A subpanel is a smaller service panel that distributes power to a specific area of the home or other building on the property. It is essentially a satellite circuit breaker panel that has its own breakers and is usually installed in an area that is convenient to the area it serves. The subpanel is fed by a double-pole 240-volt breaker at the main service panel, and this single feed circuit is divided into additional branch circuits at the subpanel.
Subpanels are added to a system for three common reasons: space, convenience, or efficiency. Subpanels are usually used to extend the wiring for multiple branch circuits to a specific area of a home or to a building at some distance away from the main panel. A garage, outbuilding, or a room addition might be a place to put a subpanel. The idea is to run a single set of feeder wires from the main panel to a subpanel, where the power will then be divided into multiple branch circuits serving that building or area of the house. The circuits running from the subpanel may power light circuits, outlet circuits, or appliance circuits—just like the main service panel.
The advantage here is that the circuits can be controlled from a more convenient location than returning all the way to the main service panel, which might be at some distance. In a garage with a workshop, for example, power tools might occasionally trip circuit breakers, and resetting them is much easier if you can do it from the garage subpanel rather than returning to the main service panel.

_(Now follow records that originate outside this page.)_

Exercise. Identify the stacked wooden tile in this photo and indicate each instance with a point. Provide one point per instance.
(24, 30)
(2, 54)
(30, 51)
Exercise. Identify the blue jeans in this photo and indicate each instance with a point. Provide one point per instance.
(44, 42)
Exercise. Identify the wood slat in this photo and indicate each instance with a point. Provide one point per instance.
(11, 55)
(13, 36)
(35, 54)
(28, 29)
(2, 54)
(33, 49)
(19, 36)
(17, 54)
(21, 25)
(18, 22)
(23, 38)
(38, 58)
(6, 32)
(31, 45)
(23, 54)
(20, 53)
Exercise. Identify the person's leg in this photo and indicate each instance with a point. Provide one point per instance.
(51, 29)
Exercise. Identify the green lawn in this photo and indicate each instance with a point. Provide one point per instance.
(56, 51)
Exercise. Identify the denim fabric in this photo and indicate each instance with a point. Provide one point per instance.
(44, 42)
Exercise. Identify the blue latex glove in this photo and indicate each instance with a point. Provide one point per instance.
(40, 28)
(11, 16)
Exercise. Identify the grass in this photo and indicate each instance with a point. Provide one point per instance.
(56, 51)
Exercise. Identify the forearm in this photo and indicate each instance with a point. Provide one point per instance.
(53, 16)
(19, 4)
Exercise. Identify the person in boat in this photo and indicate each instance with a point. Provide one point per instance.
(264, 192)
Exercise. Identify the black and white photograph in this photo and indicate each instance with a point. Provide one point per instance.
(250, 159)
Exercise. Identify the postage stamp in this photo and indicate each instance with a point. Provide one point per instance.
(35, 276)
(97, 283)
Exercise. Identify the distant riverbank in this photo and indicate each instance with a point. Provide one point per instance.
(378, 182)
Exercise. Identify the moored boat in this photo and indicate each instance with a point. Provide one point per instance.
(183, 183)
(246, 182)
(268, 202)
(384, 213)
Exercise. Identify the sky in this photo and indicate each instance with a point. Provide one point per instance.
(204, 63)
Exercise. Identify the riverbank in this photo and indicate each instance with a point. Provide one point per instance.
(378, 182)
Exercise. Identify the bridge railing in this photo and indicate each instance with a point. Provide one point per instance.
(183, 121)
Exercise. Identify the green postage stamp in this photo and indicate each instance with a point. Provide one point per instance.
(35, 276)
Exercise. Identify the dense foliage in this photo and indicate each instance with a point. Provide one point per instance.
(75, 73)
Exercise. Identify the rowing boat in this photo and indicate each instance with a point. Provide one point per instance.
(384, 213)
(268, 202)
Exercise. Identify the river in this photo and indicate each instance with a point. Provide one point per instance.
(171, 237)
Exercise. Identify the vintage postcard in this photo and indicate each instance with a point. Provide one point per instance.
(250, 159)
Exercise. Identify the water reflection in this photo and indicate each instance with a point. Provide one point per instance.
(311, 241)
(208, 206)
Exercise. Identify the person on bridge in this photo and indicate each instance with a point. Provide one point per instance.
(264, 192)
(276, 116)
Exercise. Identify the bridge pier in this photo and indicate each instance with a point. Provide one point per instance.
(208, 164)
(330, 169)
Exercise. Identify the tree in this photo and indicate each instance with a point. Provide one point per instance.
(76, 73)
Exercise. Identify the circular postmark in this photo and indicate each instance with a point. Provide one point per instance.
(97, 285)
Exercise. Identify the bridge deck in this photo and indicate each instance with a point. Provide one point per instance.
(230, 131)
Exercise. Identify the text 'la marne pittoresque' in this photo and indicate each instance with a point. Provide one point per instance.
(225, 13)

A subpanel also can be a convenient way to add additional circuits when all the breaker slots in the main service panel are full. By running a single 60-amp breaker to a subpanel, for example, you can then divide those 60-amps into several smaller circuits.
Finally, installing a subpanel can save time and construction costs by reducing the number of "home runs" back to the main panel. It costs more in materials and labor to run three or four individual circuits from a remote location back the main panel than it does to run a single high-amperage circuit then divide it into smaller circuits from the subpanel.
How a Subpanel Is Connected
A subpanel requires two hot wires connected to a 240-volt double-pole breaker in the main panel. It also needs a neutral wire and a ground wire. The cable used for this run is known as a "three-wire cable with ground." The two hot wires, called feeder wires, will provide all of the power to the subpanel. This cable run connects to a 240-volt main breaker in the subpanel, which feeds power down through two hot bus bars. Individual circuit breakers will connect to these bus bars to distribute power to the branch circuits running out from the subpanel.